Updated

Two children died from influenza in New York in the past two weeks, just as 11 states reported widespread flu activity across the U.S.

The victims were a 7-month-old infant and a 7-year-old who were from the New York counties of Monroe and Orange, respectively. The two tested positive for the influenza A and influenza B strains of the virus.

Although this debilitating seasonal scourge usually peaks in mid-February, this year health officials are already on alert.

The complications seen in recent years, such as the rise in pediatric flu deaths with bacterial infections, have been compounded by concerns of a drug-resistant strain that has cropped up in various countries. While the season has not been severe thus far, flu experts at the U.S. Centers for Disease Control and Prevention are not taking any chances.

“We are intensifying our surveillance for these resistant strains,” said Dr. Joseph Bresee, chief of the epidemiology and prevention branch in the CDC's influenza division. “So we’re requesting that more samples are sent to CDC to see if this is changing and becoming more common.”

All of the drug-resistant viruses are found within the H1N1 strain, one of the three main types of influenza affecting humans this year. Of those strains, 6.7 percent have been found to be resistant to Tamiflu (oseltamivir), an antiviral medication that has been shown to shorten the duration of the flu when taken within two days of infection.

Similar percentages of the drug-resistant strain were also found in Europe and Canada. “Historically, resistance to Tamiflu has been quite rare, less than one percent,” Bresee said. “Now that it’s higher, it’s not a cause for alarm, but we’ve taken notice of it.”

Health officials still insist the best way to stay protected is to receive a flu vaccine. A record 132 million flu shots were made at the beginning of the season, and are still available nationwide. Bresee said the vaccine even probably offers some protection against the Australian strain that was identified too late to be included in this year’s vaccine.

Although some health experts say it is too early to tell whether this flu season will follow in the footsteps of last year’s mild outbreak, some clinicians are already seeing more cases.

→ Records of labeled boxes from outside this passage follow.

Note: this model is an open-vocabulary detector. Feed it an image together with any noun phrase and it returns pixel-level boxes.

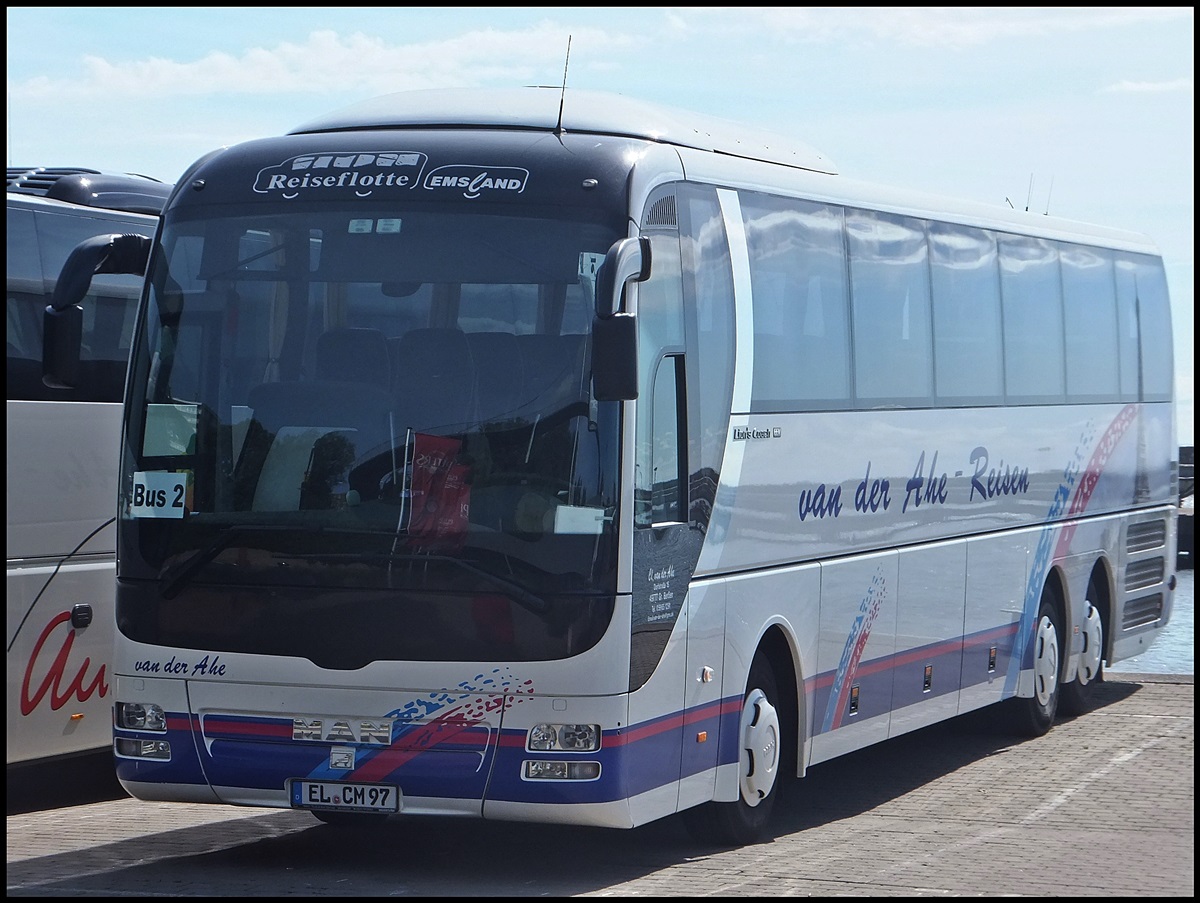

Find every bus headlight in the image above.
[113,737,170,760]
[526,724,600,753]
[522,759,600,781]
[116,702,167,734]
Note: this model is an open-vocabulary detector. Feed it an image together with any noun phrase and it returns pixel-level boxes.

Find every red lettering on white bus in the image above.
[20,611,108,714]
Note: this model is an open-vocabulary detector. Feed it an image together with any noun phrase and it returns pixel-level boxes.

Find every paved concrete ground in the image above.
[7,675,1195,897]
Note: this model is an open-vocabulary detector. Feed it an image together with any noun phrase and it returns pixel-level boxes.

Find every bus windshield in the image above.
[120,203,620,666]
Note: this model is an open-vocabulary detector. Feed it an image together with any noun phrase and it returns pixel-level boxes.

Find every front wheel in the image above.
[1010,594,1062,737]
[683,652,784,847]
[1058,590,1104,714]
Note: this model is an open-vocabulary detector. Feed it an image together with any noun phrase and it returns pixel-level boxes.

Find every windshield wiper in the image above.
[376,552,551,620]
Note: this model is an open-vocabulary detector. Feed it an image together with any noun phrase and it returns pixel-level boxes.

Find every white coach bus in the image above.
[48,89,1178,843]
[5,167,170,765]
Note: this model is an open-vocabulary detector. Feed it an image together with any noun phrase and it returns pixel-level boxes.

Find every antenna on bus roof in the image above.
[554,35,571,134]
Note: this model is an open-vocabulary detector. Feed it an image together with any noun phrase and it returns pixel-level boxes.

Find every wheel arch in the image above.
[1087,555,1116,663]
[751,623,806,775]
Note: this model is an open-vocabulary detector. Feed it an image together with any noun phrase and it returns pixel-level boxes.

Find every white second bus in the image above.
[49,89,1178,842]
[5,167,170,765]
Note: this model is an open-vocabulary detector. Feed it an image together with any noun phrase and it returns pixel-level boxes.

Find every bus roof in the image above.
[7,166,174,216]
[288,86,836,175]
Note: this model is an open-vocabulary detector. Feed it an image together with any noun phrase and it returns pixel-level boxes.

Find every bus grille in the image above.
[1121,593,1163,630]
[1126,520,1166,552]
[646,195,678,226]
[1126,558,1163,592]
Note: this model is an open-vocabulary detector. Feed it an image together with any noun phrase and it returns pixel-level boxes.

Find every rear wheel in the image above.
[1058,586,1104,714]
[1010,593,1062,737]
[683,652,784,847]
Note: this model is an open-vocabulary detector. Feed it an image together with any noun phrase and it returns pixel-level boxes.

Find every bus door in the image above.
[630,214,724,805]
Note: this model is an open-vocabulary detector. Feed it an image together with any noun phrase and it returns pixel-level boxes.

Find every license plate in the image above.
[292,781,400,812]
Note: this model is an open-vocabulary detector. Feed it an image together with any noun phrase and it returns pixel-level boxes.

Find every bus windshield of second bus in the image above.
[5,167,172,765]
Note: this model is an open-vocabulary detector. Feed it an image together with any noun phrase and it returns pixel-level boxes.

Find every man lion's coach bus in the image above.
[48,89,1178,843]
[5,167,170,765]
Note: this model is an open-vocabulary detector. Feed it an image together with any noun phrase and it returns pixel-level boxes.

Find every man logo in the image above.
[292,716,392,746]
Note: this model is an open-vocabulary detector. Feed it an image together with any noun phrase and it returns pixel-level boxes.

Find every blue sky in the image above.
[7,6,1195,444]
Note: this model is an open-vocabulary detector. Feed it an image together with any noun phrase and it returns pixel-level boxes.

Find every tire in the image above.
[1009,592,1062,737]
[1058,586,1104,716]
[683,652,785,847]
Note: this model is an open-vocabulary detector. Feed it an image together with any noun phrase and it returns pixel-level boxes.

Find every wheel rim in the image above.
[1033,615,1058,706]
[742,689,780,806]
[1079,603,1104,684]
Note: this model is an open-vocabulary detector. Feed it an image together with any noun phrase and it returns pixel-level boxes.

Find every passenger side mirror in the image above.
[42,234,152,389]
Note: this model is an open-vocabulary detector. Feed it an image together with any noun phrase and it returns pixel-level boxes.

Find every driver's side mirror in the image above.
[592,238,650,401]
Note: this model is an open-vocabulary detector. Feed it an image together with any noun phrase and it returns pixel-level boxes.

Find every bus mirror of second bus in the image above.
[592,238,650,401]
[42,233,151,389]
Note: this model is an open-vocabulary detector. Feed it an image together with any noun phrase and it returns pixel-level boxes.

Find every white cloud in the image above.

“The ERs have been swamped,” said Dr. Fred Pelzman, associate professor of medicine at New York-Presbyterian Hospital/Weill Cornell. “Once it’s in the primary care clinics, that’s when you know it’s going to be a big season.”

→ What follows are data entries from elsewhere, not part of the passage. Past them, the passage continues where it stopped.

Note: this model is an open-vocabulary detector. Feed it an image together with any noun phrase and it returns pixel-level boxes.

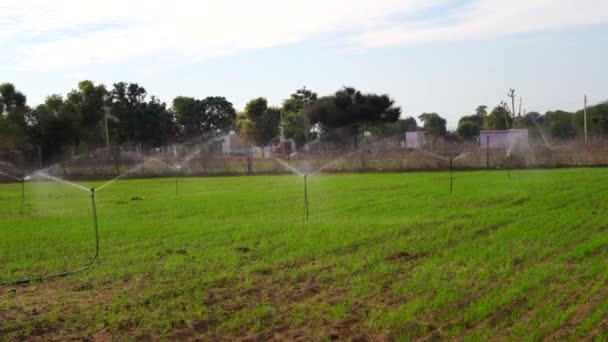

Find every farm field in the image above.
[0,168,608,340]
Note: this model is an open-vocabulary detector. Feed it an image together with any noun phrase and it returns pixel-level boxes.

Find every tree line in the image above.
[0,81,608,164]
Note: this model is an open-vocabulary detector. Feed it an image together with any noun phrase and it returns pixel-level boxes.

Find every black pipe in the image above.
[0,188,99,286]
[19,178,25,215]
[450,158,454,193]
[304,175,308,222]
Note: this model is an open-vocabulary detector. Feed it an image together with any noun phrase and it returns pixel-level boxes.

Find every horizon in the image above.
[0,0,608,128]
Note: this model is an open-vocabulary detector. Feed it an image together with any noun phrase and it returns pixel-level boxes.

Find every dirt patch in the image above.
[0,279,120,340]
[384,252,426,262]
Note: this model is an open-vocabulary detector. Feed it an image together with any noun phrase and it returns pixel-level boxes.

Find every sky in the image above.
[0,0,608,128]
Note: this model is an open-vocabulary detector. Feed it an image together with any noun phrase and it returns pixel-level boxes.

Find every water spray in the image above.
[304,174,308,222]
[450,158,454,193]
[19,178,25,215]
[175,165,182,197]
[422,150,471,194]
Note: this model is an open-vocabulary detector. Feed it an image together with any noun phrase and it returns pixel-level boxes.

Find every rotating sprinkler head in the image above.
[19,177,27,215]
[303,174,308,222]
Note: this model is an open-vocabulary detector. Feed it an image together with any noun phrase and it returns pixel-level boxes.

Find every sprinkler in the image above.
[175,165,182,198]
[19,178,25,215]
[449,158,454,193]
[85,188,99,269]
[0,188,99,286]
[505,154,511,179]
[304,174,308,222]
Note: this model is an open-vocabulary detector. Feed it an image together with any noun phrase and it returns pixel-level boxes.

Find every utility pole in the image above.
[583,94,587,144]
[103,107,110,153]
[507,89,515,121]
[517,96,521,118]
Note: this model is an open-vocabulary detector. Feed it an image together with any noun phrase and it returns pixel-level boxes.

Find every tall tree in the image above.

Pelzman pointed out that most people do not even want to leave the house when they have the flu, so when they’re coming into the doctor’s office in large numbers, it’s a sign the flu is hitting hard.

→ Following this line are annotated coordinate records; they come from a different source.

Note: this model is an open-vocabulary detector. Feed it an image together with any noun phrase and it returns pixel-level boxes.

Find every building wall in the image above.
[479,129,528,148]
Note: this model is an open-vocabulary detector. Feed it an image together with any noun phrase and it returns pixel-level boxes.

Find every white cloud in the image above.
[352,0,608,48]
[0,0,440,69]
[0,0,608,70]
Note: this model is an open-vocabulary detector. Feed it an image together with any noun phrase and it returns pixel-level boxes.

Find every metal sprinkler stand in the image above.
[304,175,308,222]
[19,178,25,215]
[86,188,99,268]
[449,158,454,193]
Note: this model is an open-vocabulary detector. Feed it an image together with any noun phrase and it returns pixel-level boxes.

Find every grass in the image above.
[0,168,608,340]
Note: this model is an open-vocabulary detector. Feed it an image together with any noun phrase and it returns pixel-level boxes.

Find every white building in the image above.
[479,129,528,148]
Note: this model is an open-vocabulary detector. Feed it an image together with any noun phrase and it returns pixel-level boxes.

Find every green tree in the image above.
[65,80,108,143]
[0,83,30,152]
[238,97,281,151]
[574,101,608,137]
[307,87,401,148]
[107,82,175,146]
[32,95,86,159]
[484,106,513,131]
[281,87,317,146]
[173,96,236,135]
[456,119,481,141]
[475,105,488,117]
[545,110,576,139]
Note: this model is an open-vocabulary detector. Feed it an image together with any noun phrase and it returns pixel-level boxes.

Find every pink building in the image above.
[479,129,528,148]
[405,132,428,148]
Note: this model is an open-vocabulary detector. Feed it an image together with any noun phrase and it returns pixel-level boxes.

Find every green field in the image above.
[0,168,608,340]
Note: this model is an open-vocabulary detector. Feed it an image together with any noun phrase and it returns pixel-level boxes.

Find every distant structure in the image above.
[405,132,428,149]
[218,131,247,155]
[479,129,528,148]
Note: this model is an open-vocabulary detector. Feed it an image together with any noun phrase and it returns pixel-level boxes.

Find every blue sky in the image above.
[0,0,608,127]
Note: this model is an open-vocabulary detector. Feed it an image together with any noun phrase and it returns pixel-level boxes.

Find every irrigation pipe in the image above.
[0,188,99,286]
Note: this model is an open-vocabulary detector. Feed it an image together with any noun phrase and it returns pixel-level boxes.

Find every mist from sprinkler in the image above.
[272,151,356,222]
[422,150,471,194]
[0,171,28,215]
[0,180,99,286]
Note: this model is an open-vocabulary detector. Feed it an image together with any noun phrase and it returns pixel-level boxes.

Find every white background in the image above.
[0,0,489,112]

But it is also not too late to get a flu shot. “We’ve had unlimited access and had an amazing number of people getting vaccinated,” Pelzman noted.

It takes about two weeks to have full protection, but doctors agree it is still worthwhile to be vaccinated as the season begins to deliver its potentially fatal blows.

An Outbreak?

Numbers of deaths are hard to pin down for flu season, but the CDC estimates it claims 36,000 lives in the U.S. annually. The last three months of 2007 saw death rates due to flu and pneumonia comparable to the past three years. However, just one week in January 2008 saw an increase to 954 reported deaths from those two infections, which is above the threshold for a major outbreak.

One of the most startling trends in recent years is the rise of pediatric flu deaths associated with bacterial infections, and in particular Staphylococcus aureus, or staph. The 2006 – 2007 flu season had 73 deaths from influenza in children, 69 of which had bacterial co-infection. Staph accounted for nearly half of those bacterial infections, a five-fold increase from previous years.

The two children in New York State who died last week were not reported to have bacterial co-infections, but the New York State health department said full reports have not been submitted to the CDC. The federal agency requires that all deaths for children under 18 get reported, and they issued an advisory for doctors to test for bacterial infections in children hospitalized with flu-like symptoms.

But like adults, getting definitive numbers on children who succumb to the flu is difficult. “The exact number of kids who die,” Bresee said, adding that, “we don’t exactly know.”

The CDC is closely monitoring the relationship between influenza and bacterial infections, but they have not produced any reports to explain the increase.

Although the past few years have been mild, doctors warn that no one should be lured into a false sense of security this year. “It is a very serious illness,” Pelzman said. “It causes a lot of sickness, a lot of lost work, and lost life.”